‘More Housing’ bill bulldozed through parliament
The Portuguese government forced through its unpopular and controversial More Housing package in the parliament on Friday using its socialist party majority.
It means that despite his grave misgivings that the policy will even work, Portugal’s president, Marcel Rebelo de Sousa will have to rubber stamp the law.
All opposition parties, except PAN (People, Nature and Animals) which abstained, voted against. After the president vetoed the proposed bill in August, after months of upsetting nearly every association affected, opposition parties from the left to the right accused the António Costa government of “stubbornness, intransigence” and a “lack of discussion” to resolve Portugal’s housing problems and agreed that the package does nothing to solve crucial issues with measures on local accommodation or coercive rental the most criticised.
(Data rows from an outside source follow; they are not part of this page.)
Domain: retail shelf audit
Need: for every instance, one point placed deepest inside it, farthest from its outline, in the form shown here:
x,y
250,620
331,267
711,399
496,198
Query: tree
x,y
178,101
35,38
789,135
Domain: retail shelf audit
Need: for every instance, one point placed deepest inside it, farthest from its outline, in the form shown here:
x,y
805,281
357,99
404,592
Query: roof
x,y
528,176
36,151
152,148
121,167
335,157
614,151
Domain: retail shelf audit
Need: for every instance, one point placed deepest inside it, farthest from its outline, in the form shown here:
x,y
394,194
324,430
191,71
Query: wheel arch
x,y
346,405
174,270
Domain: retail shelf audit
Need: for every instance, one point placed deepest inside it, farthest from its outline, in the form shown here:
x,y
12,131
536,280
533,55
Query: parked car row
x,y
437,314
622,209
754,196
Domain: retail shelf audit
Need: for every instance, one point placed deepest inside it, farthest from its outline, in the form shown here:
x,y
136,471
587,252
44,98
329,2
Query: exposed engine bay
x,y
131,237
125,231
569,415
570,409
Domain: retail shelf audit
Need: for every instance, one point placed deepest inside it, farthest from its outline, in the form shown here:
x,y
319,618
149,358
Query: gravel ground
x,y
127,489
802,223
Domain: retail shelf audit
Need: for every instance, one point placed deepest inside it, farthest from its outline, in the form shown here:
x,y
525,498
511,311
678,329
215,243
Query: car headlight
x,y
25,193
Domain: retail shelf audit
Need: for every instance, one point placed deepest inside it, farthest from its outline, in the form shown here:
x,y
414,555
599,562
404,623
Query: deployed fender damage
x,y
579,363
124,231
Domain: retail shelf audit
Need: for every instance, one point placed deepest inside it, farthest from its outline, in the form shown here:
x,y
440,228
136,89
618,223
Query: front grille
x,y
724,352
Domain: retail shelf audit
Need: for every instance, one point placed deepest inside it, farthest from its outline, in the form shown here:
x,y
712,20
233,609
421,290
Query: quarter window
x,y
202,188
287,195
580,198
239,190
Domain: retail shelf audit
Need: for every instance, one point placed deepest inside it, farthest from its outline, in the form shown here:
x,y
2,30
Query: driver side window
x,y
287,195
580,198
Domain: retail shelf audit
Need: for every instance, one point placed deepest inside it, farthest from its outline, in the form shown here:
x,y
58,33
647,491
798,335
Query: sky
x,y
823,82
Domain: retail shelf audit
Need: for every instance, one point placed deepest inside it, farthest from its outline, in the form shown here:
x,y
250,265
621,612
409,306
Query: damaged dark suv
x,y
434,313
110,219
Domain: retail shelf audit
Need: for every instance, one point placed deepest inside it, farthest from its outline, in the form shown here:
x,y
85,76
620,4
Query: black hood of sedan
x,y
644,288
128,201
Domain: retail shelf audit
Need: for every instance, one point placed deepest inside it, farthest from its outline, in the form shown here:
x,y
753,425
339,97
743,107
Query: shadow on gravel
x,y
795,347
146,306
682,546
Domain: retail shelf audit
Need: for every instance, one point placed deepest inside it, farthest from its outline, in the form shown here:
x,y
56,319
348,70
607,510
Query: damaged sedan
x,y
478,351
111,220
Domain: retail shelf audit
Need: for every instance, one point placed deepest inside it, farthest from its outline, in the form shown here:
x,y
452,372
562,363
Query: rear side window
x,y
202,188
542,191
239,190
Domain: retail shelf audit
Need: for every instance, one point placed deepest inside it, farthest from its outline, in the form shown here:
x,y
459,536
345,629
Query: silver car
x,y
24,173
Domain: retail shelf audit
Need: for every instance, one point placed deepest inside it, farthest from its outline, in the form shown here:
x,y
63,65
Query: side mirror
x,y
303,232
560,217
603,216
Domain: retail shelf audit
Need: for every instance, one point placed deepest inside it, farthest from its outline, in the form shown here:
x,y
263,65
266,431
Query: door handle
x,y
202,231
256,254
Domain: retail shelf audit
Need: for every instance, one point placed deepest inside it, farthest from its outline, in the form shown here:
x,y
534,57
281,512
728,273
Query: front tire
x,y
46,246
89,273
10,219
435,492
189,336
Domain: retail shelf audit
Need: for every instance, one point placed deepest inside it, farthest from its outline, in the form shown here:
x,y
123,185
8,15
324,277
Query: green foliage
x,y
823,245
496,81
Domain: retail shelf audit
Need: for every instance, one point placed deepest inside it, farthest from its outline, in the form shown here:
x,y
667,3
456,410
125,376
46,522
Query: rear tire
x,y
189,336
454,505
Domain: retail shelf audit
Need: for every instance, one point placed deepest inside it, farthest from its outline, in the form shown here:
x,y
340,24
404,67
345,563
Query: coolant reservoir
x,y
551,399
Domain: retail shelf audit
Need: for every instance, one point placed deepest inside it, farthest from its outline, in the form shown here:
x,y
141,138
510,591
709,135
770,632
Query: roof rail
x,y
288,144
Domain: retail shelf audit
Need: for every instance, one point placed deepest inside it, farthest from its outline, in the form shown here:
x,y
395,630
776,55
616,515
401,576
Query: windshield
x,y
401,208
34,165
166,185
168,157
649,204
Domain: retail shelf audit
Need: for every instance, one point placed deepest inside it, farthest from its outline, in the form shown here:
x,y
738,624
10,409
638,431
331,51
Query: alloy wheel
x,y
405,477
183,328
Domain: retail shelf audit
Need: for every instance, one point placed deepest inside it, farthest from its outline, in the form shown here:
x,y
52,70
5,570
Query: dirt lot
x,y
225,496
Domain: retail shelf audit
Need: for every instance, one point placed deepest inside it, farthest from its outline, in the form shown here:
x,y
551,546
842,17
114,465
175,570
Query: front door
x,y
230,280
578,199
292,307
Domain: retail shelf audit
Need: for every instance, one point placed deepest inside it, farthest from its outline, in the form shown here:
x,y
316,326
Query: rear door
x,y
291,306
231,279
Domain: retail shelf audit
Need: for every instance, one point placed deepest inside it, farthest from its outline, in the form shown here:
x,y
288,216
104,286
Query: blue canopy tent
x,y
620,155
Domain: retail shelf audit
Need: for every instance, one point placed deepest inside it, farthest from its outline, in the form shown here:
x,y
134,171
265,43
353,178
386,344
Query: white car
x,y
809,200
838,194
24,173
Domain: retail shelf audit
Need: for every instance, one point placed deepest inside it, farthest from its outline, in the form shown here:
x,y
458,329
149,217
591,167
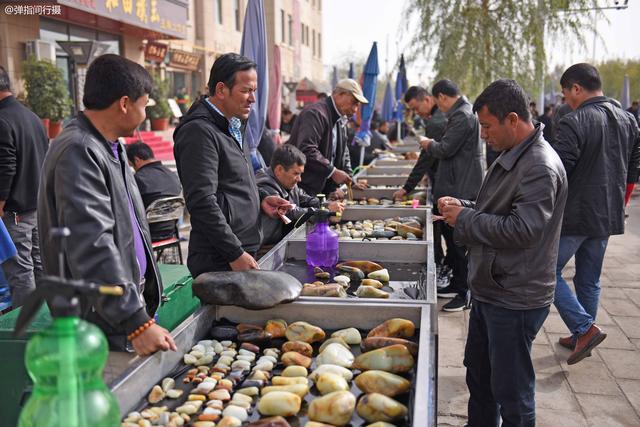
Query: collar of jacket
x,y
594,100
333,110
456,105
84,123
509,158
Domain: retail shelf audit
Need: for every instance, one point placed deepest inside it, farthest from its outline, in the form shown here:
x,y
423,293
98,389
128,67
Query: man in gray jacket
x,y
512,232
459,174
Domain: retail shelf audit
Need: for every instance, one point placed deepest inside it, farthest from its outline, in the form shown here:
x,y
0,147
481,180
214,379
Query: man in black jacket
x,y
281,179
155,181
88,187
422,103
320,133
599,145
216,173
459,175
512,233
23,144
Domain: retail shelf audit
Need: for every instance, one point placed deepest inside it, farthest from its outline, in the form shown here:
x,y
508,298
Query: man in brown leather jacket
x,y
512,232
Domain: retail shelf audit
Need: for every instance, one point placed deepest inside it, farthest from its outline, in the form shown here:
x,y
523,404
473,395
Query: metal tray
x,y
395,163
388,170
131,387
353,213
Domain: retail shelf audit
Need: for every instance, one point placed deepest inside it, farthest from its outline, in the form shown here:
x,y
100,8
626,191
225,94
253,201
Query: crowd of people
x,y
556,189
The gripe was over a package of measures aimed at mitigating the worst effects of the housing crisis with a number of policies worth an estimated €900 million (excluding the costs of building, purchasing, or rents that would be paid for by the State), financed from the State Budget 2023.
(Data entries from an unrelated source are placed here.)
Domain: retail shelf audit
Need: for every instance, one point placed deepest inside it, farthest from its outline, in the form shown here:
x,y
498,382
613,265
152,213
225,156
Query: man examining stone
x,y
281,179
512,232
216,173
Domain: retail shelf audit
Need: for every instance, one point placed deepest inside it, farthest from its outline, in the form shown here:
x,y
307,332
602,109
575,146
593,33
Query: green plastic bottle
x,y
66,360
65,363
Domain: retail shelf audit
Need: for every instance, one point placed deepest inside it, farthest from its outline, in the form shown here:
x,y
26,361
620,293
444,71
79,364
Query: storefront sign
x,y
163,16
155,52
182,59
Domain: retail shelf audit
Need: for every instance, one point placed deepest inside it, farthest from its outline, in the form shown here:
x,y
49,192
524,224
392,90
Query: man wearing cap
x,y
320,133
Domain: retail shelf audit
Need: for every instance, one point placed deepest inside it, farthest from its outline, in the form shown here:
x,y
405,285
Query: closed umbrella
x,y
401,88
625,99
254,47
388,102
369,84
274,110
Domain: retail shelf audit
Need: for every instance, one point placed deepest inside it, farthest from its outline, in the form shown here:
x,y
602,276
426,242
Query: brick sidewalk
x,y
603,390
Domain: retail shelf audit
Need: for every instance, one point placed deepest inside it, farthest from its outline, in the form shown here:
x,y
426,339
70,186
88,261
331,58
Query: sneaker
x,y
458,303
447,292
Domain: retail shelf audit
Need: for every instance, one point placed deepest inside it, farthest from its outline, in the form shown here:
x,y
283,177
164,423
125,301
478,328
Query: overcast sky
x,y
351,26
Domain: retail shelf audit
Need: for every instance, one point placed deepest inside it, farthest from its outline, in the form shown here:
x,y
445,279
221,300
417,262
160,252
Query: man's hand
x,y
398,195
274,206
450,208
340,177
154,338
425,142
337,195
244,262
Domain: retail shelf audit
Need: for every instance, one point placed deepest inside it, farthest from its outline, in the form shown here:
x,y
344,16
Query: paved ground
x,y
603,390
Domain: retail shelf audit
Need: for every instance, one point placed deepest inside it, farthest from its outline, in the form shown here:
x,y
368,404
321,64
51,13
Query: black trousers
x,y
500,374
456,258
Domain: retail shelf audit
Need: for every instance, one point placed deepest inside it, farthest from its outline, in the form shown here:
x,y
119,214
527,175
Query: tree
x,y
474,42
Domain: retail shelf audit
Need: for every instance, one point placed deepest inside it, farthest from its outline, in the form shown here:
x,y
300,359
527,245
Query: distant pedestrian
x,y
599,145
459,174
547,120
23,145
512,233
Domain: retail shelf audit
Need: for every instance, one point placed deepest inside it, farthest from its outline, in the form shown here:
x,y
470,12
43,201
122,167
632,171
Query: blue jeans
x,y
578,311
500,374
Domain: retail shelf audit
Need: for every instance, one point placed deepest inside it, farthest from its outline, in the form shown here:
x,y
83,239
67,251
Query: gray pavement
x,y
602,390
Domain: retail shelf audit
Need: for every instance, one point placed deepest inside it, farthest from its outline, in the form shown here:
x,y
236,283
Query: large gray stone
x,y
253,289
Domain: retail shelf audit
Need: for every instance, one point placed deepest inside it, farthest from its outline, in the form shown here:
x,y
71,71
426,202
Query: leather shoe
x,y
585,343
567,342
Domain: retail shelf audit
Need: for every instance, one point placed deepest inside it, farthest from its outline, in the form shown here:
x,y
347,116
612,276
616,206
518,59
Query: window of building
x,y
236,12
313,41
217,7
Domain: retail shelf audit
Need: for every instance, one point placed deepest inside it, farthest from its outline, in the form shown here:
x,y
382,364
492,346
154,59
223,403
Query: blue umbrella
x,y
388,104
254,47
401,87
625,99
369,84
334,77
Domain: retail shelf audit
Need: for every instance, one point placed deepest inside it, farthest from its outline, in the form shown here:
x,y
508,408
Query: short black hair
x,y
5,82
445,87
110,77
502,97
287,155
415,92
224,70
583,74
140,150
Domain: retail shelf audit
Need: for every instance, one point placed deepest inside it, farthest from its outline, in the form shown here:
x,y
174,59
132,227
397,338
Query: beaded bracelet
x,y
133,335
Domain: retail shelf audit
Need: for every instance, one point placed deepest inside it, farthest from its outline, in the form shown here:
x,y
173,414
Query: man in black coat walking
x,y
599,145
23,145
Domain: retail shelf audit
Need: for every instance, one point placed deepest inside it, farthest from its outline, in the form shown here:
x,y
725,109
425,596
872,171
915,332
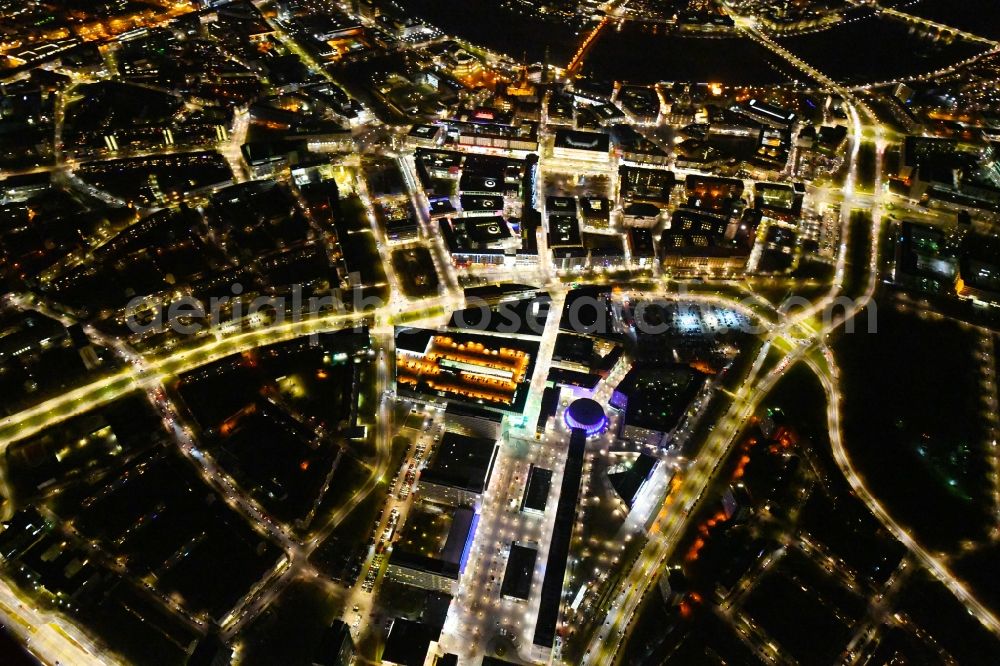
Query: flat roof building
x,y
536,490
519,572
460,470
550,605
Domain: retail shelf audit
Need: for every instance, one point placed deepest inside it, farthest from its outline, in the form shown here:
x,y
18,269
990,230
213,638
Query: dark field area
x,y
866,49
638,54
918,446
505,29
975,16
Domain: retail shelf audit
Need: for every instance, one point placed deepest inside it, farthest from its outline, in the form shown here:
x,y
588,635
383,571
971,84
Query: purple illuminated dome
x,y
586,414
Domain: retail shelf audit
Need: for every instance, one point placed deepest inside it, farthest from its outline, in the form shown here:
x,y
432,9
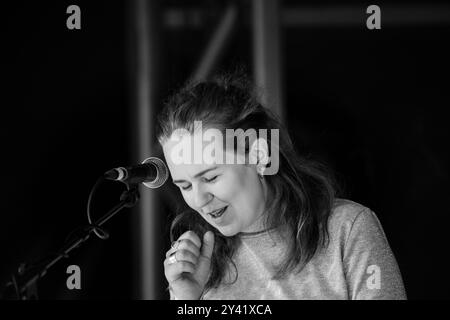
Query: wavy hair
x,y
300,196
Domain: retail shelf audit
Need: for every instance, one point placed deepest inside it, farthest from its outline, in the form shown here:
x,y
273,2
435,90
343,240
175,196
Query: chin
x,y
228,231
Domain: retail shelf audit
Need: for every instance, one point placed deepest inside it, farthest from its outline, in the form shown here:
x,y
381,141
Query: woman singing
x,y
265,222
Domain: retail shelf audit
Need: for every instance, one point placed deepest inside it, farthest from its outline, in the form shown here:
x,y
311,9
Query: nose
x,y
201,197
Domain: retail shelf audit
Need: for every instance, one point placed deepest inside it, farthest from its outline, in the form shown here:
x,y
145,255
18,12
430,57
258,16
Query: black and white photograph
x,y
244,151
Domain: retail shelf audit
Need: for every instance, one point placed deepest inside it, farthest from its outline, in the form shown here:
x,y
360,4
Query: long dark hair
x,y
300,196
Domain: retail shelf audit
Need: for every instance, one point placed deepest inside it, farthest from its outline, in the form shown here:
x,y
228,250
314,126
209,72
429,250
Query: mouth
x,y
217,213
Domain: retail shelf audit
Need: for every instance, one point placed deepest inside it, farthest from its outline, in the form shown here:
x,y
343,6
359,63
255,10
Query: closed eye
x,y
186,187
212,179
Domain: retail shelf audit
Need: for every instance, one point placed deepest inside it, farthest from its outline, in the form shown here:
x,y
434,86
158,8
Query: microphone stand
x,y
26,285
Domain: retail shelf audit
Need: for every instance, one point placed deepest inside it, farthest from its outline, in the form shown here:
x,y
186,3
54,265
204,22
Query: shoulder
x,y
350,218
347,212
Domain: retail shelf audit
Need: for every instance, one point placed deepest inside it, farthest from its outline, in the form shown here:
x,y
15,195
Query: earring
x,y
261,173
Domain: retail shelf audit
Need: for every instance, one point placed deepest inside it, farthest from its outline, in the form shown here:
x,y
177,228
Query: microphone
x,y
152,173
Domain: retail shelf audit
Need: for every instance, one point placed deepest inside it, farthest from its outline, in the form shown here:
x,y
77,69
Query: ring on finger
x,y
175,244
173,258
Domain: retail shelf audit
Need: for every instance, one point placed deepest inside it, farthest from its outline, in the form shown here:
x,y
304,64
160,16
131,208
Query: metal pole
x,y
266,53
143,22
216,45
The bill had undergone slight alterations from the initial proposed bill presented on February 16, specifically regarding the coercive rental of empty houses, one of the more controversial measures, as well as definitively ending the Golden Visas whose regime ended for new applications for visas under the investments in residential property option
Among the measures foreseen is the application of an extraordinary contribution or surcharge tax on Local Accommodation of 15% non deductible against IRC income tax.
The new rules also dictated that the licences would be reappraised in 2030 and then renewed for five years.